NARWHAL

NARWHAL — Neoantigens Recognition Website and HLA Genotyping Tool

Tutorial

Click the "Guide" button to see the step-by-step guide for analyzing your data on NARWHAL.

Click the 'Manual' button to download the NARWHAL instruction manual for detailed information on general introduction, usage, and data interpretation.

Manual

Demo video for analyzing data on NARWHAL.

Demonstration Reports

Function	Example Link
Neoantigen Identification with DNA-seq (mTSA)	View
Neoantigen Identification with RNA-seq (mTSA and aeTSA)	View
Neoantigen Identification with DNA-seq (mTSA) and RNA-seq (aeTSA)	View
HLA Genotyping	View
Shared Neoantigens in Different Samples	View

Output File Columns

mTSA_tsv.tsv

This file is a summary report for mTSA identification. It includes information on variants with highly frequent tumor-mutated genes in the COSMIC database.

Column Name	Description
Transcript_info	A unique ID for the variant which includes some variant and transcript infomation
HLA Alleles (multiple)	For each HLA allele in the run, the number of this variant’s epitopes that bound well to the HLA allele (with median/lowest mutant binding affinity lower than the binding affinity threshold)
Gene Symbol	The Ensembl gene name of the affected gene
AA Change	The amino acid change for the mutation
Num Passing Transcripts	The number of transcripts with at least one well-binding peptide (median mutant binding affinity < 500 [default]) for this mutation
Best Peptide	The best-binding mutant epitope sequence
Pos	The starting position of the mutation within the epitope sequence, counted from 1 (0 if the mutation precedes the epitope)
Num Passing Peptides	The number of unique well-binding peptides for this mutation
IC50 MT	Median or lowest ic50 binding affinity of the best-binding mutant epitope across all prediction algorithms used
IC50 WT	Median or lowest ic50 binding affinity of the corresponding wildtype epitope across all prediction algorithms used
%ile MT	Median or lowest binding affinity percentile rank of the best-binding mutant epitope across all prediction algorithms used (NetMHC or NetMHCpan)
%ile WT	Median or lowest binding affinity percentile rank of the best-binding corresponding wildtype epitope across all prediction algorithms used (NetMHC or NetMHCpan)
Chromosome	The chromosome of this variant
Start	The start position of this variant in the zero-based, half-open coordinate system
Stop	The stop position of this variant in the zero-based, half-open coordinate system
Reference	The reference allele
Variant	The alt allele
Transcript	The Ensembl ID of the affected transcript
Transcript Support Level	The transcript support level (TSL) of the affected transcript
Ensembl Gene ID	The Ensembl ID of the affected gene
Variant Type	The type of variant: *missense* for missense mutations, *inframe_ins* for inframe insertions, *inframe_del* for inframe deletions, and FS for frameshift variants
Mutation	The amnio acid change of this mutation
Protein Position	The protein position of the mutation
Gene Name	The Ensembl gene name of the affected gene
HGVSc	The HGVS coding sequence variant name
HLA Allele	The HLA allele for this prediction
Peptide Length	The peptide length of the epitope
Sub-peptide Position	The one-based position of the epitope within the protein sequence used to make the prediction
Mutation Position	The one-based positional range (inclusive) of the mutation within the epitope sequence
MT Epitope Seq	The mutant epitope sequence
WT Epitope Seq	The epitope sequence of the wildtype (reference) at the corresponding position in the complete protein sequence.
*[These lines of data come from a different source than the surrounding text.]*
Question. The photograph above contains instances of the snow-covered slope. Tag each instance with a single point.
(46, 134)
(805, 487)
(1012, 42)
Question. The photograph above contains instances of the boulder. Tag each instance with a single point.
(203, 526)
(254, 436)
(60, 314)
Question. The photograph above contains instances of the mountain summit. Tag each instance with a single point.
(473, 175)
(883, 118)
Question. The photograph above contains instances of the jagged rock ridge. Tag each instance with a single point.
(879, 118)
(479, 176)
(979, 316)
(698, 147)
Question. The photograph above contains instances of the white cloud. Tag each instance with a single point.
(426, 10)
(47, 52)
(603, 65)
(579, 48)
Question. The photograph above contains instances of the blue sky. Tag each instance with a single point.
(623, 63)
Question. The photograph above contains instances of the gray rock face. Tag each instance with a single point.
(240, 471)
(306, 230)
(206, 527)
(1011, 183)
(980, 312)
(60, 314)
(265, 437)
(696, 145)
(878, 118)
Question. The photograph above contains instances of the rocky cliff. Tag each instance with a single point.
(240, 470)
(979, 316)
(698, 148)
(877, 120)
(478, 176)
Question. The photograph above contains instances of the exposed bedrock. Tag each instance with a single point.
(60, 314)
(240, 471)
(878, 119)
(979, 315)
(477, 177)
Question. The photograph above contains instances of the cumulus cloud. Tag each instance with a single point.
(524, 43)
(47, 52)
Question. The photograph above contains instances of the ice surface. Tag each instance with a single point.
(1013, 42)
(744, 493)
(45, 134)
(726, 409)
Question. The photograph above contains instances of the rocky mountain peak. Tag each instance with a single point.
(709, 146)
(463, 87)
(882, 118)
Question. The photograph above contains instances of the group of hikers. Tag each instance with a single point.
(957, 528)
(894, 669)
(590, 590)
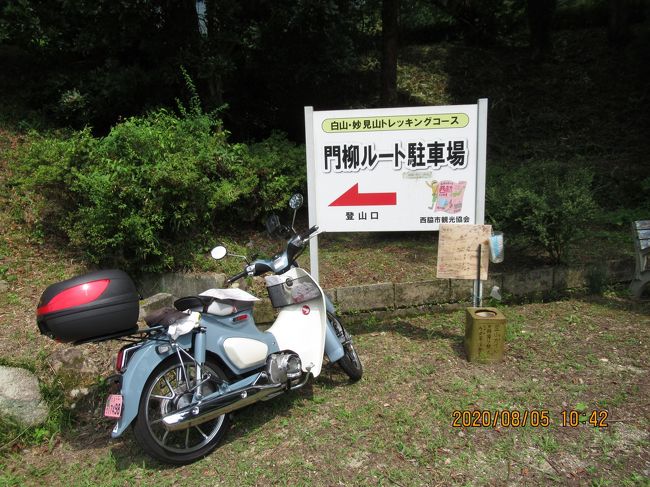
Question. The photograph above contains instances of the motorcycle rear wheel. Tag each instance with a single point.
(169, 388)
(350, 362)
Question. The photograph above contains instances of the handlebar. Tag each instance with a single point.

It's "NA" if there's no wildtype sequence at this position or if over half of the amino acids in the mutant epitope have changed.
Best MT IC50 Score Method	Lowest ic50 binding affinity of all prediction algorithms used
Best MT IC50 Score	The alt allele
Corresponding WT IC50 Score	Lowest ic50 binding affinity of all prediction algorithms used
Corresponding Fold Change	Corresponding WT IC50 Score / Best MT IC50 Score. NA if there is no WT Epitope Seq
Best MT Percentile Method	Prediction algorithm with the lowest binding affinity percentile rank for this epitope (NetMHC or NetMHCpan)
Best MT Percentile	Lowest percentile rank of this epitope’s ic50 binding affinity of all prediction algorithms used
Corresponding WT Percentile	binding affinity percentile rank of the wildtype epitope. NA if there is no WT Epitope Seq.
Median WT Score	Tumor DNA depth at this position. NA if VCF entry does not contain tumor DNA read count annotation.
Tumor DNA VAF	Tumor DNA variant allele frequency (VAF) at this position. NA if VCF entry does not contain tumor DNA read count annotation.
Median MT Score	Median ic50 binding affinity of the mutant epitope across all prediction algorithms used
Median Fold Change	Median WT IC50 Score / Median MT IC50 Score. NA if there is no WT Epitope Seq.
Median MT Percentile	Median binding affinity percentile rank of the mutant epitope across all prediction algorithms
Median WT Percentile	Median binding affinity percentile rank of the wildtype epitope across all prediction algorithms used (those that provide percentile output) NA if there is no WT Epitope Seq.
NetMHC WT Score	ic50 binding affintity and percentile ranks for the WT Eptiope Seq by using NetMHC model
NetMHC MT Score	ic50 binding affintity and percentile ranks for the MT Eptiope Seq by using NetMHC model
NetMHC WT Percentile	Median binding affinity percentile rank of the wildtype epitope by using NetMHC model
NetMHC MT Percentile	Median binding affinity percentile rank of the mutant epitope by using NetMHC model
NetMHCpan WT Score	ic50 binding affintity and percentile ranks for the WT Eptiope Seq by using NetMHCpan model
NetMHCpan MT Score	ic50 binding affintity and percentile ranks for the MT Eptiope Seq by using NetMHCpan model
NetMHCpan WT Percentile	Median binding affinity percentile rank of the wildtype epitope by using NetMHCpan model
NetMHCpan MT Percentile	Median binding affinity percentile rank of the mutant epitope by using NetMHCpan model
Predicted Stability	Stability of the peptide-MHC-I complex
Half Life	Half-life of the peptide-MHC-I complex
Stability Rank	Stability of the peptide-MHC-I complex
NetMHCstab allele	Nearest neighbor to the HLA Allele. Used for NetMHCstab prediction
Binding affinity level	The binding affinity filter was applied to categorize peptides as “strong binding” if their ic50 values are below 50 nm, “intermediate binding” if between 50 nm and 250 nm, and “weak binding” if between 250 nm and 500 nm. Users can change the default numbers.
Name	Gene names that commonly have tumor mutations in COSMIC database
Somatic	Marked “yes” if it’s a gene commonly having somatic mutations
Germline	Marked “yes” if it’s a gene commonly having germline mutations
Tumour Types(Somatic)	Tumor types commonly having somatic mutations on this gene
Tumour Types(Germline)	Tumor types commonly having germline mutations on this gene
Role in Cancer	The genes’ roles in cancers

mTSA_and_aeTSA.tsv

This file is a summary report for mTSA, aeTSA, and TAA identification.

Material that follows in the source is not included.